Сарпинку, шёлк, чесучу и другие ткани китайцы носили в каких-то угловатых, квадратных, очень плотно и аккуратно спелёнатых тючках, висевших у них за левым плечом. В правой же руке они держали всегда наготове, как ружьё, деревянный аршин.
В летнее время эти бродячие китайцы торговали не только в Петербурге, но и в его дачных окрестностях. Один такой китаец запомнился мне навсегда.
Солнечный июньский день. Дача нашей бабушки в Старом Петергофе. Мы, ребятишки, сидим на ступеньках веранды, окружив нашу молоденькую тётушку, тётю Лёлю. Всё вокруг белое. И тётя Лёля в чём-то белом, теннисном. И дача белая. И башня на ней. И каретный сарай. И конюшня. И высокий забор на другом конце двора, и ворота, и калитка…
Тётя Лёля что-то рассказывает нам. Но вот брякнула щеколда, скрипнула калитка, и во дворе, согнувшись немного направо, с тючком за левым плечом, появляется молодой китаец в синем.
— Сёлика, чесуча, саляпинка не надо? — спрашивает он, останавливаясь у калитки.
— Нет, нет, голубчик, не надо, — говорит ему тётя Лёля.
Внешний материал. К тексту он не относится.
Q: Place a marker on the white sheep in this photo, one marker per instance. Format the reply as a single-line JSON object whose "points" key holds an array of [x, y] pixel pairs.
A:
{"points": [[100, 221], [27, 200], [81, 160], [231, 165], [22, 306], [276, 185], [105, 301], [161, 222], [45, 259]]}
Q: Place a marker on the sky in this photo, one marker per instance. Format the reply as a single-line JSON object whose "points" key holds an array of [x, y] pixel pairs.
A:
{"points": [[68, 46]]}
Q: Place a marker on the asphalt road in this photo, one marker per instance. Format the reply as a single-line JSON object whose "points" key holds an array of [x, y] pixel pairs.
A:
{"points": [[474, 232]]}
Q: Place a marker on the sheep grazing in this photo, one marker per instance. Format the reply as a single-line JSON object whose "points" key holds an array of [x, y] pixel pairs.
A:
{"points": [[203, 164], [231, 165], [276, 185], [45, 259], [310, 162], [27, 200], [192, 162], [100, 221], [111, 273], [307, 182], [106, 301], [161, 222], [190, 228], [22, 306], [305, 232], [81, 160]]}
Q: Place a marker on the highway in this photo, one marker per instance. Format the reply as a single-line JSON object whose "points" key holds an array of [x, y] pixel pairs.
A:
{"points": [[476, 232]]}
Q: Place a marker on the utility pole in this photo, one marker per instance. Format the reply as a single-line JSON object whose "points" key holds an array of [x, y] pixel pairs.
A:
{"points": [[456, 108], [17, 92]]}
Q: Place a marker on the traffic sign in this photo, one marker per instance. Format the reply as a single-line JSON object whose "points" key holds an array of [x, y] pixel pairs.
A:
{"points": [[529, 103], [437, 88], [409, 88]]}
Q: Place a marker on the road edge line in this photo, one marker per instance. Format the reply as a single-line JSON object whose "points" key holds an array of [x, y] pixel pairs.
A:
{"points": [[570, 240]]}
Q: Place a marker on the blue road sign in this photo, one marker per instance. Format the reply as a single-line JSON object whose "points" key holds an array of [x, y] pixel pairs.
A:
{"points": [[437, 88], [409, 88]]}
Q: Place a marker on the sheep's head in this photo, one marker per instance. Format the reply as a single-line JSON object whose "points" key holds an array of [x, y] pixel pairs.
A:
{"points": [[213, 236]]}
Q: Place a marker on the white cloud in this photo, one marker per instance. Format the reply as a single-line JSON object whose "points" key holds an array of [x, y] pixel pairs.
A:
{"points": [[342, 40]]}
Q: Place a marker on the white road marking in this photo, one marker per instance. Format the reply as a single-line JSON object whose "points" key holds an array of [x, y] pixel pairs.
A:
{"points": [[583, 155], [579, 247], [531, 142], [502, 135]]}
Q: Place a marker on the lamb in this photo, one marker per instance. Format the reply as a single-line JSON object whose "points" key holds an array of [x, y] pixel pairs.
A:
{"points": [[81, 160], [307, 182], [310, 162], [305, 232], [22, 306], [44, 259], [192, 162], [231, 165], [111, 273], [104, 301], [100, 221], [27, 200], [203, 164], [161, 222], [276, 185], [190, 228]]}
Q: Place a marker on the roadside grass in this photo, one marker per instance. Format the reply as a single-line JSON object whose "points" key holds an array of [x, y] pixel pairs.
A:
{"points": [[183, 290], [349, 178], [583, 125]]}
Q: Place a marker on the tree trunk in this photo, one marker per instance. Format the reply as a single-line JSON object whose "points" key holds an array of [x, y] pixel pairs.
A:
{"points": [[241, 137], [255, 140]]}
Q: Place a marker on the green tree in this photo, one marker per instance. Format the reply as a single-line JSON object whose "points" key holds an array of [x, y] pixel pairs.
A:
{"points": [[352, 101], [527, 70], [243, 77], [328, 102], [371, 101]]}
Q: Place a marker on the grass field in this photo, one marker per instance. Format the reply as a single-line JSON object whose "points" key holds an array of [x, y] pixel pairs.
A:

Китаец, чуть-чуть помедлив, поглядев, подумав, уходит, деликатно прикрывает за собой калитку. Проходит полминуты, может быть, минута. Мы уже успеваем забыть об этом китайце. Вдруг опять бренчит щеколда, опять скрипит калитка, и во двор заглядывает тот же согнутый в правую сторону китаец.
— Совсем не надо? — спрашивает он.
Конечно, это вызывает хохот. Наверно, и я смеялся вместе со всеми. Но внутри у меня что-то и защемило. И когда я вспоминаю этого вернувшегося китайца теперь — тоже щемит. А может быть, только теперь и щемит, когда за спиной у меня большая жизнь и когда мне нетрудно представить себя в шкуре этого человека.
— Не надо? — спрашивает он.
Ему говорят:
— Не надо.
И он уходит.
Но тут же начинает бранить, казнить себя. «Недотёпа! Торговать не умеешь. Всё утро ходишь и ни одного куска чесучи не продал! Сказали тебе „нет“ — и сразу уходишь. Тебя же учили: надо уметь уговаривать покупателя…» И вот он заставляет себя вернуться, берётся за железную ручку, открывает калитку и спрашивает:
— Совсем не надо?
Приходилось мне видеть китайцев и на Покровском рынке. В рыночной бесцветной толпе они выделялись не только синими одеждами и смоляными косами, но и своим товаром: нежно-голубыми, нежно-розовыми и нежно-жёлтыми бумажными, чем-то похожими на старинные жабо складными веерами, такими же бумажными складными фонариками, птицами, рыбами, драконами…
Были в городе китайские прачечные. Считалось, что самые лучшие прачки на свете — китайцы.
Но конечно, не этих китайцев, не прачек и не продавцов сарпинки и чесучи, я вспоминал, когда, засыпая, предавался мечтам о своём живом китайчонке.